November 6, 2003
finish in regional finals
To get to the regional finals of the Division III boys soccer tournament at Fairborn High School last Saturday night, you had to pass under two mammoth stone archways and climb a dizzying number of stairs to sit in a crowd so charged with excitement you might have thought you were at a Roman Coliseum awaiting a spectacle of blood, sweat and tears.
In this case, the spectacle was watching the Yellow Springs High School Bulldogs scrape their way around the Cincinnati Madeira Mustangs to get 1 goal before falling 2–1 to the defending state champions. In the end, hundreds of Yellow Springs fans cheered proudly for one of the best soccer teams the village has seen.
Madeira advanced to the state semifinals with a record of 19–0–2. The Bulldogs finished their stellar season 19–2, and became the first team from YSHS to reach the regional finals.
A fine mist was the only thing settling at the game’s kickoff, as the Bulldogs had to calm their nerves before taking on their opponents. With a tight passing game, Madeira was able to keep the ball in the Bulldogs’ half of the field, giving goalie Matt Phillips the action he has craved all season. But the Bulldogs held off the Mustangs, as stalwart defenders Mike Hosket and David Suzel slid, headed and jumped everywhere but out of their skin to clear the ball out, and Aaron Zagory used his golden foot to boot the ball to Madeira territory.
With 20:39 left in the half, the Bulldogs took the lead off a great corner kick.
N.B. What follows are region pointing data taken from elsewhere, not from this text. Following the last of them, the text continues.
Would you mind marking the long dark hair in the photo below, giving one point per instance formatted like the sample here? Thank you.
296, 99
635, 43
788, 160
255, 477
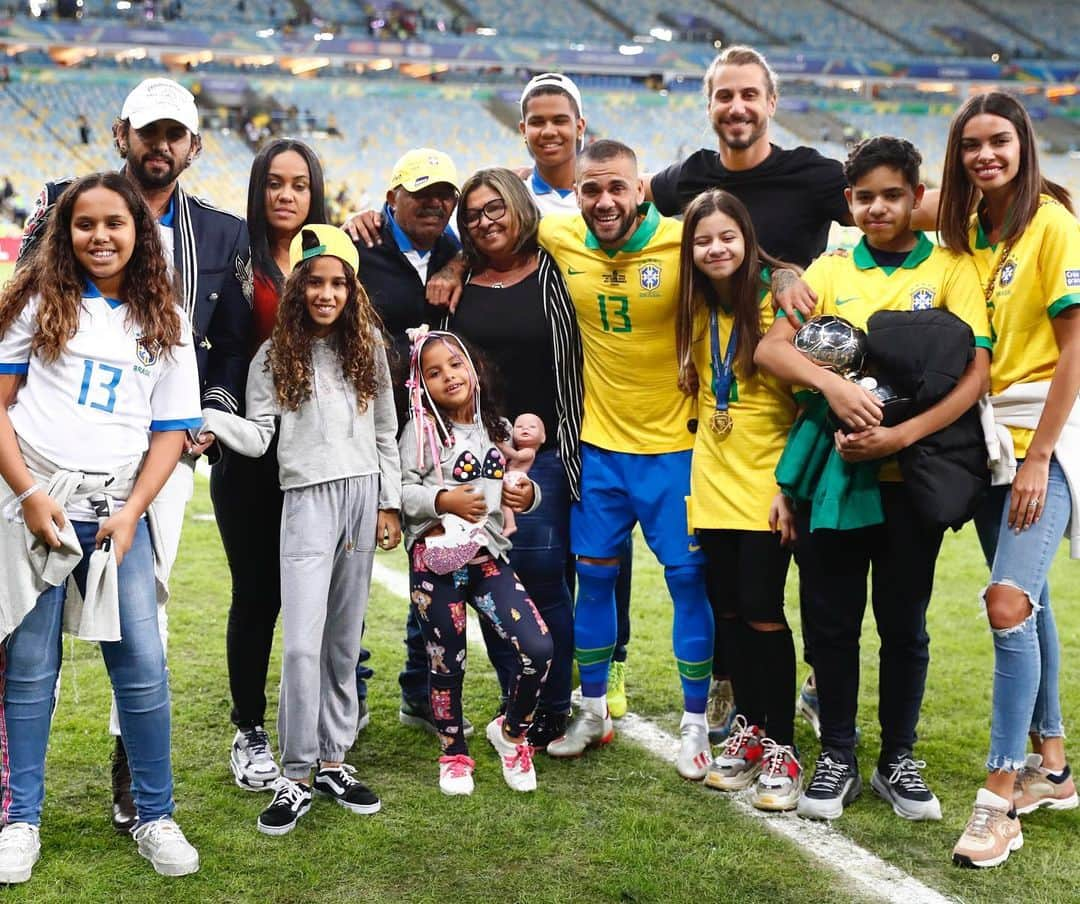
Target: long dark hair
959, 196
262, 261
356, 338
54, 274
697, 289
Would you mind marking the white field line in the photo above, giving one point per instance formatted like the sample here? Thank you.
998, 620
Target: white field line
864, 871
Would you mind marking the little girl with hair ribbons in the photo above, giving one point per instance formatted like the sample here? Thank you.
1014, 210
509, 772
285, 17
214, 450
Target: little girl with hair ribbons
321, 381
451, 476
98, 385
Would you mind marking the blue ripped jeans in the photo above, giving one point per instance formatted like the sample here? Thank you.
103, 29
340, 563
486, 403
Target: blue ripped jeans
1026, 658
136, 666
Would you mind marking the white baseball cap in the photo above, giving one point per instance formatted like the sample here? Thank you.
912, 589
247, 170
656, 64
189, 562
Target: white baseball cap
154, 99
556, 81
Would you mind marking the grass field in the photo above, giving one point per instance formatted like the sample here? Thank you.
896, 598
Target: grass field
618, 825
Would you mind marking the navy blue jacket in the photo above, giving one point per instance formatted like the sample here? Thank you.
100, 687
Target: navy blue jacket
212, 256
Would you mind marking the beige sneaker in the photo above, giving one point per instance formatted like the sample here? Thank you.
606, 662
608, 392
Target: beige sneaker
991, 834
1035, 788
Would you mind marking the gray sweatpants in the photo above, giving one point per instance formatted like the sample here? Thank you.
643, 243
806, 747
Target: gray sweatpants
327, 547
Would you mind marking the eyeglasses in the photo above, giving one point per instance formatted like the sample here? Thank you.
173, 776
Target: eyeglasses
496, 208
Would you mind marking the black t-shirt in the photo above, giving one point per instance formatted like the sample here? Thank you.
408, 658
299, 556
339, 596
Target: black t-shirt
509, 327
793, 196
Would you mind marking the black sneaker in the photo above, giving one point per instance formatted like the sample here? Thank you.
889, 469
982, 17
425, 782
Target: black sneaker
338, 782
902, 785
291, 801
124, 814
417, 714
545, 728
835, 784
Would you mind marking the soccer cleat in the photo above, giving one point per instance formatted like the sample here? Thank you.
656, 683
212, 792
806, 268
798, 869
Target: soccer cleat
993, 833
455, 774
547, 727
585, 730
903, 787
808, 705
337, 782
124, 814
720, 710
291, 801
516, 759
162, 842
834, 785
19, 849
780, 782
252, 761
693, 753
617, 690
738, 764
1037, 786
417, 714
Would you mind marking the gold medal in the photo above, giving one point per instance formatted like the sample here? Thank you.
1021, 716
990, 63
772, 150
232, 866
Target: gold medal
720, 423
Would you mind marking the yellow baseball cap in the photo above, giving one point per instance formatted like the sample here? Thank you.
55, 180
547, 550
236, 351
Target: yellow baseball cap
318, 239
421, 167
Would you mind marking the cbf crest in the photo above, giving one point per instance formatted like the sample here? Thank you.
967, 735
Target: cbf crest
922, 298
649, 277
147, 351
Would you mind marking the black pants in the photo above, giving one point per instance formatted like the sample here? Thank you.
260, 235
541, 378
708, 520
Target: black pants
901, 555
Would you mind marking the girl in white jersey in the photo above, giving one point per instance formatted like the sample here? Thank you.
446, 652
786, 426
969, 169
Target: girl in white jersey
97, 386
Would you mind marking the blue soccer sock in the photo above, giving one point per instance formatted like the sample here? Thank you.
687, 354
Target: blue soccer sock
595, 629
691, 633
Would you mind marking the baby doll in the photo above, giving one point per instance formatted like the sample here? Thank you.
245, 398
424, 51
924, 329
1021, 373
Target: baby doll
528, 435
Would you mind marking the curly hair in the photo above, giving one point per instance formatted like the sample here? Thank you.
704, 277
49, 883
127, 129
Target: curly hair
54, 273
495, 426
356, 338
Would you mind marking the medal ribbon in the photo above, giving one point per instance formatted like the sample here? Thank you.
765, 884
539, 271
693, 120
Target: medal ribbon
723, 374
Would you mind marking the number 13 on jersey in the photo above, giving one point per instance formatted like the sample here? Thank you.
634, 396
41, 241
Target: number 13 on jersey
615, 313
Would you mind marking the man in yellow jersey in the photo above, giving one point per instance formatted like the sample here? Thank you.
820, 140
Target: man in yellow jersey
621, 264
892, 268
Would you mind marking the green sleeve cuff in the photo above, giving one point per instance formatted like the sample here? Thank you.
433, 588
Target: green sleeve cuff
1062, 304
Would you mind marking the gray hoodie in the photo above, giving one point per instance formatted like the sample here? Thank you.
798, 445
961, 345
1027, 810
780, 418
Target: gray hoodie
327, 437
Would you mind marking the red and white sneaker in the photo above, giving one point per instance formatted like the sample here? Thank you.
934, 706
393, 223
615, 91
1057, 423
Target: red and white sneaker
455, 773
516, 758
740, 761
780, 782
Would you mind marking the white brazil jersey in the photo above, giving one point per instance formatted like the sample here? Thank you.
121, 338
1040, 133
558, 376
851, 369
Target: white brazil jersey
92, 408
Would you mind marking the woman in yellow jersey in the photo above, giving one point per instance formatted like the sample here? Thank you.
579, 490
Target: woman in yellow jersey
1024, 235
743, 524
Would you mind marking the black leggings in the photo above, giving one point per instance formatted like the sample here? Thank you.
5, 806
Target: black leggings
494, 591
247, 501
745, 571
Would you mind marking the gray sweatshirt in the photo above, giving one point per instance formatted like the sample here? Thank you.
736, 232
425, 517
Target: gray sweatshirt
472, 459
327, 437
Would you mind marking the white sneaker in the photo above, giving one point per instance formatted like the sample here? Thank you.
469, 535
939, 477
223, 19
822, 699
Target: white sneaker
19, 849
694, 754
516, 758
162, 842
252, 760
455, 773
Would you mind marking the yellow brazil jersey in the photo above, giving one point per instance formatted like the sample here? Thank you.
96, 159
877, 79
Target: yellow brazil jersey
1039, 279
625, 301
931, 277
731, 480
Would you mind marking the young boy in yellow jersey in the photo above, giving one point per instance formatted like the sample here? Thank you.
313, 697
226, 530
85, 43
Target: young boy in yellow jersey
621, 264
892, 268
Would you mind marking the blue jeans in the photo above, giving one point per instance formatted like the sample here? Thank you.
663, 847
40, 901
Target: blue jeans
136, 666
1026, 658
539, 558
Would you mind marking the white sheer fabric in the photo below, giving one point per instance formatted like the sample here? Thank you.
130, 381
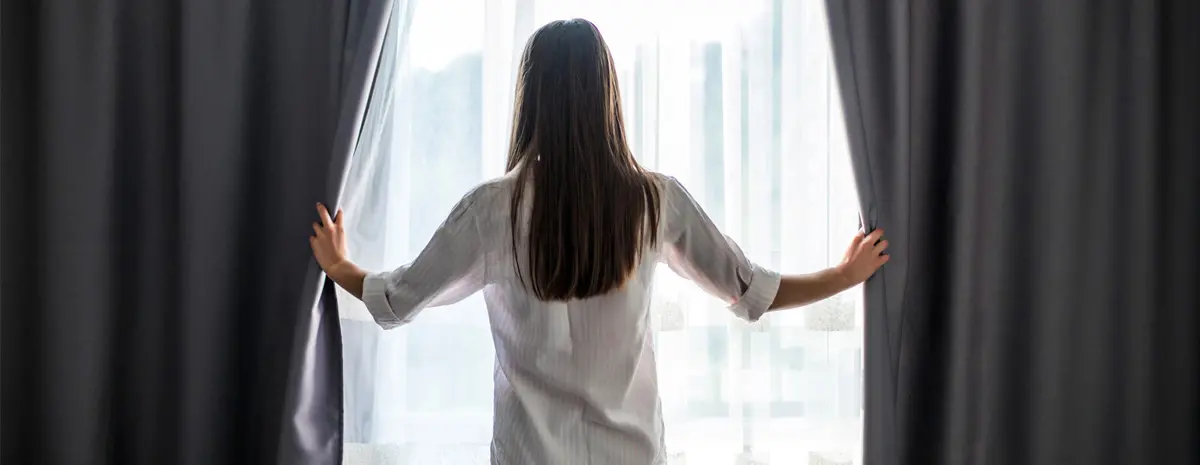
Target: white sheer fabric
737, 100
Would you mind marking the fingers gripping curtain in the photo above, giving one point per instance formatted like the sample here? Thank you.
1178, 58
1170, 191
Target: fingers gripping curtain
160, 165
315, 388
1033, 164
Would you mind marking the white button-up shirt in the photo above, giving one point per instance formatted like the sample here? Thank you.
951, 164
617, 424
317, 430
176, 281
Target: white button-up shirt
575, 381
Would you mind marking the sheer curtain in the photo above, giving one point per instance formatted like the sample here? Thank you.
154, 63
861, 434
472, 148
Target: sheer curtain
733, 97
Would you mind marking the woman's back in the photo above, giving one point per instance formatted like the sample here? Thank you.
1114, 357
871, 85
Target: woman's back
564, 248
575, 380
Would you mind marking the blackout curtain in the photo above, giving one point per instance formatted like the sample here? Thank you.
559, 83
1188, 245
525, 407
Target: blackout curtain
161, 159
1037, 168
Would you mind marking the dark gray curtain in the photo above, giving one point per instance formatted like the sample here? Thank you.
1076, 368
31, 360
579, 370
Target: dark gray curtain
161, 159
1037, 168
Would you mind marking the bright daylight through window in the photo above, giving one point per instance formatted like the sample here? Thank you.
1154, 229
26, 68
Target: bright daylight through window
738, 100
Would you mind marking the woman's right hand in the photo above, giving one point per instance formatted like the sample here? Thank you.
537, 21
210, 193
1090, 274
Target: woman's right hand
864, 257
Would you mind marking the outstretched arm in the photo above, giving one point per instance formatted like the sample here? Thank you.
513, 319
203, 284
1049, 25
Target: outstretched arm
863, 258
447, 271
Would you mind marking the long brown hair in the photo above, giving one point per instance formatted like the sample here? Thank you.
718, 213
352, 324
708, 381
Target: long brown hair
594, 210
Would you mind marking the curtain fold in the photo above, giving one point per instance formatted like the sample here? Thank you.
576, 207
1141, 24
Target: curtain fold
160, 165
1033, 164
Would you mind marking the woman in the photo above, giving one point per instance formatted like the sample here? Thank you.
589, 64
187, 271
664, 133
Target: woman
564, 248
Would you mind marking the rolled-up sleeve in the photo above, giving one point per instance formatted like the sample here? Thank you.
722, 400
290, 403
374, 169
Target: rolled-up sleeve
697, 251
449, 269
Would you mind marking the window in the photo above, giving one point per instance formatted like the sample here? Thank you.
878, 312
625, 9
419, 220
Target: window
737, 98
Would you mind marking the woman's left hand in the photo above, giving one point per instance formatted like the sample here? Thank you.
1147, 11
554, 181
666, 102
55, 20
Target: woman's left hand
329, 240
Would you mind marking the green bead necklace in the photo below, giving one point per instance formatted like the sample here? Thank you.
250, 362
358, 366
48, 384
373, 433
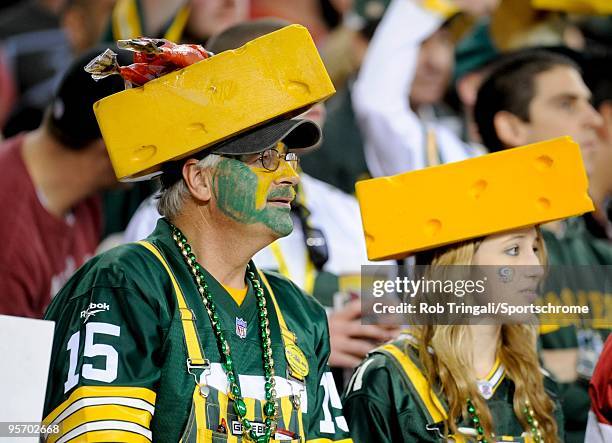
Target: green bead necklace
235, 393
536, 433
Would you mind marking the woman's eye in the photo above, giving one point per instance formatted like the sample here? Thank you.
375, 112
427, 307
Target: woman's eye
512, 251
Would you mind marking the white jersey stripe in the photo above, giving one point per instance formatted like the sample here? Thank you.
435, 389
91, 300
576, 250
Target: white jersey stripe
95, 401
106, 425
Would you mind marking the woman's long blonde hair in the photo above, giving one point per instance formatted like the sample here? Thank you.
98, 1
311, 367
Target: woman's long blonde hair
445, 366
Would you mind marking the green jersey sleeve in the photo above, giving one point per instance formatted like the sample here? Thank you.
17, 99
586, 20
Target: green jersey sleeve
103, 373
324, 420
369, 404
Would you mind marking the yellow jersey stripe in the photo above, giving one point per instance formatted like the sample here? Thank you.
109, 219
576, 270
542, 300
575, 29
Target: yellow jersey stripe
420, 383
96, 413
192, 341
102, 391
117, 432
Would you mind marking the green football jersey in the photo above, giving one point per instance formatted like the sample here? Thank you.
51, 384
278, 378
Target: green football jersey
119, 368
387, 400
578, 247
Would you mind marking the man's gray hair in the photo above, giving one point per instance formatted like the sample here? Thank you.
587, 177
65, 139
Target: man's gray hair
171, 200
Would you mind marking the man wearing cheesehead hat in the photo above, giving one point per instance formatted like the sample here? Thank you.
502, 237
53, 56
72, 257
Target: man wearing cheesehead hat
179, 337
467, 377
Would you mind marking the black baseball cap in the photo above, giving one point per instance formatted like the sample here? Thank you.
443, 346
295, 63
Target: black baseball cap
71, 117
300, 135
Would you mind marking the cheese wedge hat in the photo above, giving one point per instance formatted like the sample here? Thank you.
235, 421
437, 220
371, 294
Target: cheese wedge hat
271, 78
498, 192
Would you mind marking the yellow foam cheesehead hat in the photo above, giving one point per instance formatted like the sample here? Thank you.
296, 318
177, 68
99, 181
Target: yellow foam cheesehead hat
440, 205
178, 114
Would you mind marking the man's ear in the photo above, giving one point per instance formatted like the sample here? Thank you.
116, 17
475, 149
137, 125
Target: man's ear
198, 180
605, 109
510, 129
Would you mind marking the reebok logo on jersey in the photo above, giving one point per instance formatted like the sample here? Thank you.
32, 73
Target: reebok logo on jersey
93, 309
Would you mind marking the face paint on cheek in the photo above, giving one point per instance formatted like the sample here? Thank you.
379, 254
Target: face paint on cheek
264, 180
238, 189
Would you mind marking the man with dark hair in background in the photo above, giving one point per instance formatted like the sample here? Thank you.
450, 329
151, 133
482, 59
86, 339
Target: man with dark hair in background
530, 96
52, 217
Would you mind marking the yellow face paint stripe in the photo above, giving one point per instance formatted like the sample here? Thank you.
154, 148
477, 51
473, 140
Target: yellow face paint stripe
102, 391
99, 413
265, 177
493, 369
420, 383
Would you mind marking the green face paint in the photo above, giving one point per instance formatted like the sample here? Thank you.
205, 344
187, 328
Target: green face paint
242, 193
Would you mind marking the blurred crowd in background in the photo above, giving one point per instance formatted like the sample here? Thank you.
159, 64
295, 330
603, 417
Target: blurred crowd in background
412, 92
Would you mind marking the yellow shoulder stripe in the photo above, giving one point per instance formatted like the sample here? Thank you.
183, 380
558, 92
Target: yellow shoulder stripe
88, 414
547, 329
420, 383
101, 391
192, 341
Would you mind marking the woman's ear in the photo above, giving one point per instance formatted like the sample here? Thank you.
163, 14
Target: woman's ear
510, 129
198, 181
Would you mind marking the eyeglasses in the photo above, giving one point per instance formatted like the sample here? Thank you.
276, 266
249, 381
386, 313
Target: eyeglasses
270, 159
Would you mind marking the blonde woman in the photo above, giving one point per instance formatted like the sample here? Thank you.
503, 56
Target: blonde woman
486, 375
479, 381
As fans pounded the stands with their feet, Scott Keyes kicked a low line drive to Duncan Silvert-Noftle, who kicked the ball in the goal on the first touch. Yellow Springs fans erupted with a force that caused this reporter to drop her notebook and pen.
But just as the Bulldog fans took their seats, Madeira’s Jimmy Cummings routed the ball to the Yellow Springs nets and gave the other side cause to rise up and cheer. Everything was even but the referees’ calls, were mostly on YSHS, and as the Bulldogs grew more frustrated so did their fouls.
The Mustangs scored their second goal of the night off a free kick with 13 minutes to go in the half.
At halftime, YSHS coach Jim Hardman crossed the field to talk to the referee before huddling with the team at the break.
The Bulldogs gained control of the second half, getting several good shots in the period’s first 10 minutes. But when the ref called a foul on the Bulldogs for tripping a Mustang defender who was running behind a YSHS player, the Bulldogs’ momentum was thwarted.
Two Yellow Springs players would later receive yellow cards. The Bulldogs could not capitalize on several more corner kicks and other scoring opportunities. With three minutes left in the game, the Bulldogs had a corner kick, but the ref blew the whistle on what the crowd thought was a questionable call, cutting short the Bulldogs’ last good chance to score.
Phillips had two great saves in the last 10 minutes, once leaping to tip the ball over the cross bar.
The silence in the stands as the last seconds melted off the clock echoed the disappointment on the faces of the Bulldogs, who had high hopes of reaching states. The players barely noticed when their fans finally gave them a standing ovation.
“We knew it would be the hardest game all year, and that if we played as good as we could play, we could beat them,” Noah Woodburn said, fighting back tears after the game. “We were all freaking out a bit, and there is so much pressure wondering when it’s going to be the last game.”
Noting that the unusually wet grass hurt the Bulldogs’ ability to control the ball, Woodburn said that the team struggled on offense and lost its focus. Madeira’s defense was also solid, turning back many of the Bulldogs’ charges.
Ryan Silvert said that the Bulldogs did their best. “We played as hard as we could,” he said. “I didn’t think we were getting the calls, but the mistakes we made, [Madeira] took advantage of.”
Hardman told the players at halftime that to have a fighting chance they needed to take some risks. The players improved, but the reffing did not, he said. Though Hardman said that the refereeing did not cost Yellow Springs the game, it made a big difference. “I was just asking for a fair shake,” he said. “In a close game like this, those reluctant calls really impact the outcome.”
Hardman said that he was proud of his team for scoring on a squad that gave up only 3 goals during its regular season. “That’s an accomplishment in itself,” Hardman said.
The Mustangs moved the ball and played together well, he said, but their big-game experience made the difference. “For us it was really about getting here and seeing what this is about,” Hardman said.
YSHS has consistently improved each year for the past several years. Last year the Bulldogs won the Metro Buckeye Conference, this year they won the MBC and the district finals, and next year, with many returning players and some upcoming talent, they could go even further.
“They know now what it takes and what it’s like to play at this level,” Hardman said. “We’ve got a good chance of getting back here next year.”